Mais il pointe un autre problème, plus structurel : la dérive des dossiers eux-mêmes. « Aujourd’hui, vous avez une forte tendance à en faire des dossiers colossaux, des milliers de pages, des dizaines de fardes… et les trois quarts sont totalement inutiles. » Selon lui, le système produit lui-même son propre engorgement en multipliant procès-verbaux et ramifications inutiles. « Les juges n’agissent jamais d’initiative. Ils ne font que traiter ce pour quoi ils sont saisis. Et quand on multiplie les PV, on multiplie mécaniquement les dossiers.«
Il faut arrêter de vouloir régler un phénomène de société
Luc Hennart
Son avis sur la situation actuelle est tranché : « Pour moi, le pouvoir judiciaire est mort aujourd’hui« . Lorsqu’on lui demande comment sortir de l’impasse actuelle, sa réponse est sans détour : « Il suffit de gérer ». Pour lui, la solution n’a jamais été hors de portée. Il défend une justice qui se concentre sur sa mission essentielle : juger. « Il faut arrêter de vouloir régler un phénomène de société. Le rôle du juge n’est pas de résoudre le trafic de stupéfiants dans son ensemble. Notre rôle, c’est de juger Luc Hennart qui a vendu des stupéfiants », plaisante-t-il. Une justice qui pourrait, selon lui, retrouver son efficacité si elle réadoptait une organisation « exigeante, structurée et assumée ».
Paul Dhaeyer nuance
L’actuel président du tribunal de première instance francophone de Bruxelles, Paul Dhaeyer, nuance le diagnostic de son prédécesseur. Selon lui, « l’allongement des délais judiciaires et l’arriéré judiciaire sont deux notions différentes ». Et l’essentiel du retard ne se situe pas dans le fonctionnement interne du tribunal. « Au tribunal, en tant que tel, il n’y a plus d’arriéré judiciaire (…) Moi, je n’ai pas de liste d’attente. » Pour lui, ce qui prend du temps, c’est avant tout la mise en état des dossiers par les parties, un mécanisme sur lequel les juges n’ont aucune prise : « Les parties (…) sont parfaitement libres d’échanger leurs conclusions pendant quatre ans. »

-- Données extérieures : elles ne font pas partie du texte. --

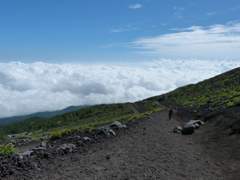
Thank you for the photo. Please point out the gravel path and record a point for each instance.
(147, 149)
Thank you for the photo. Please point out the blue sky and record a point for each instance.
(58, 31)
(58, 53)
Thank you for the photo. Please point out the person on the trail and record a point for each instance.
(170, 113)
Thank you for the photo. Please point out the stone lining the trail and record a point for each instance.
(106, 131)
(189, 127)
(118, 125)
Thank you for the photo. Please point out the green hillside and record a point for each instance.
(219, 92)
(82, 118)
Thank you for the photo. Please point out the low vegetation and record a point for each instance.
(7, 149)
(220, 92)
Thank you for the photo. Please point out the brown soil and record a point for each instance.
(146, 149)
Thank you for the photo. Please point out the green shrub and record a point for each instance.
(7, 149)
(57, 134)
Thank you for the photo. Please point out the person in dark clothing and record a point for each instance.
(170, 113)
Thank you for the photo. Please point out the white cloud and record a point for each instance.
(135, 6)
(117, 30)
(29, 88)
(217, 41)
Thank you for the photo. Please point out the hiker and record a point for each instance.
(170, 113)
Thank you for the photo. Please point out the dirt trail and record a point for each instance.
(133, 108)
(147, 149)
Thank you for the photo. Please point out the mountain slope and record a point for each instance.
(46, 114)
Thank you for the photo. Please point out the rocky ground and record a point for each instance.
(145, 149)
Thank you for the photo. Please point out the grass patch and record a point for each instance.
(7, 149)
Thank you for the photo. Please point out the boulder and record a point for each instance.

Il rejoint néanmoins l’analyse de Luc Hennart sur un point : les remises sont parfois trop faciles. Il dit avoir modifié les pratiques : « On accorde une remise que s’il y a vraiment besoin de faire un acte supplémentaire.(…) En principe, le juge doit refuser les remises.«
Quant à la formule choc de son prédécesseur — « le pouvoir judiciaire est mort » — Paul Dhaeyer la nuance, sans l’infirmer totalement : « Non. Mais par contre, il est moribond. » Pour lui, la fragilité du système découle d’un contexte plus large, celui d’un État et d’une démocratie en crise : « Le pouvoir politique ne sait pas où il va (…) Et en ça, effectivement, il y a un danger. » Il va jusqu’à estimer que si rien ne change, « la justice aura perdu 80% de sa substance » dans dix ans.

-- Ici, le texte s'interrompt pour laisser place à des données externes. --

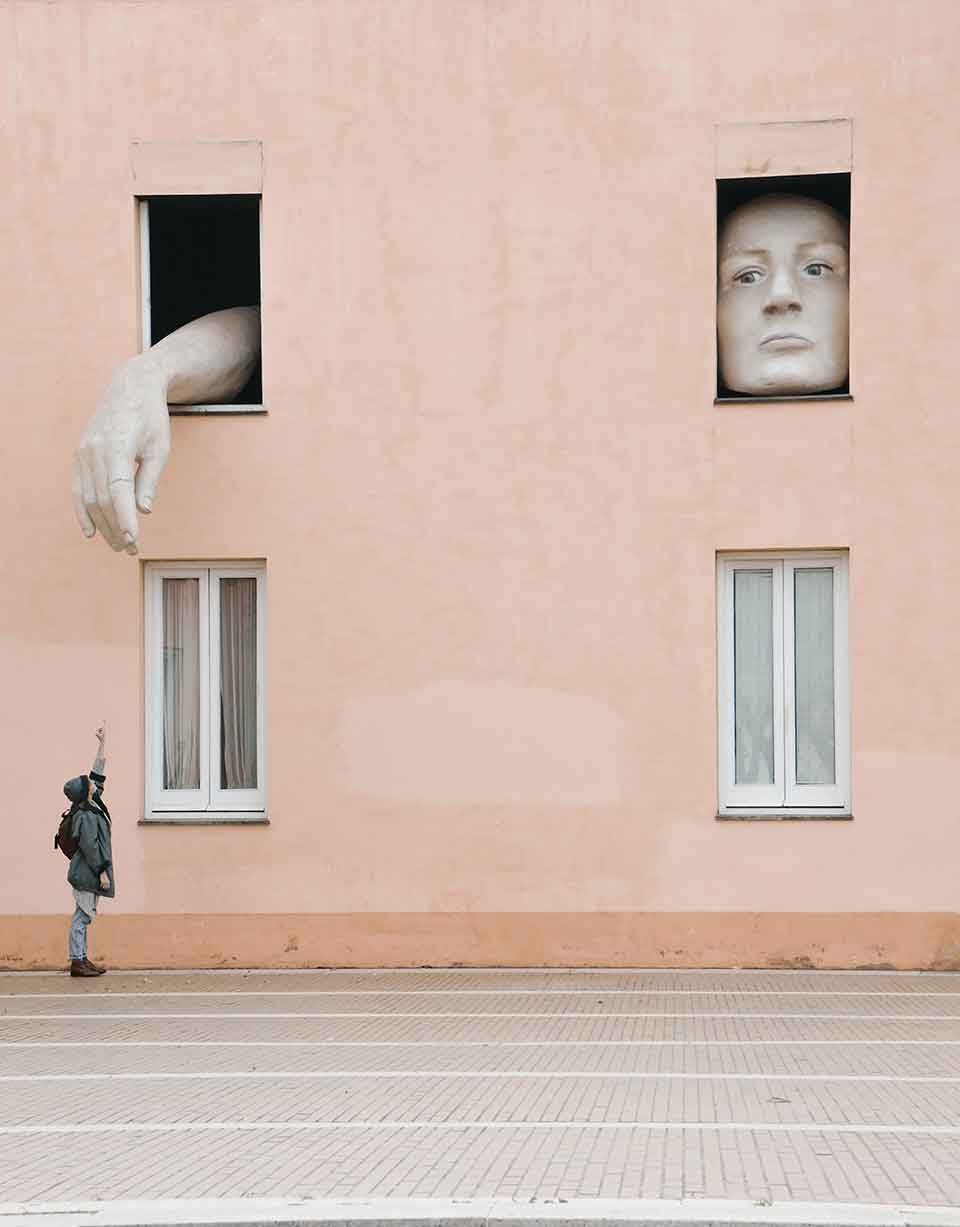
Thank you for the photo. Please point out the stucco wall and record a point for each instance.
(491, 481)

Retour au tribunal correctionnel. À la fin de l’audience, alors que chacun range ses dossiers, l’avocate de la compagnie d’assurance résume ce que tous semblent penser : « En fait, c’est un retard en cascade qui s’enchaîne » .
Les chiffres lui donnent raison : d’après le Barreau de Bruxelles, la cour d’appel a accumulé 15.000 dossiers non résolus. Certains justiciables attendent plus de sept ans pour une décision finale. Pendant ce temps, victimes, familles et prévenus attendent. Encore. Toujours.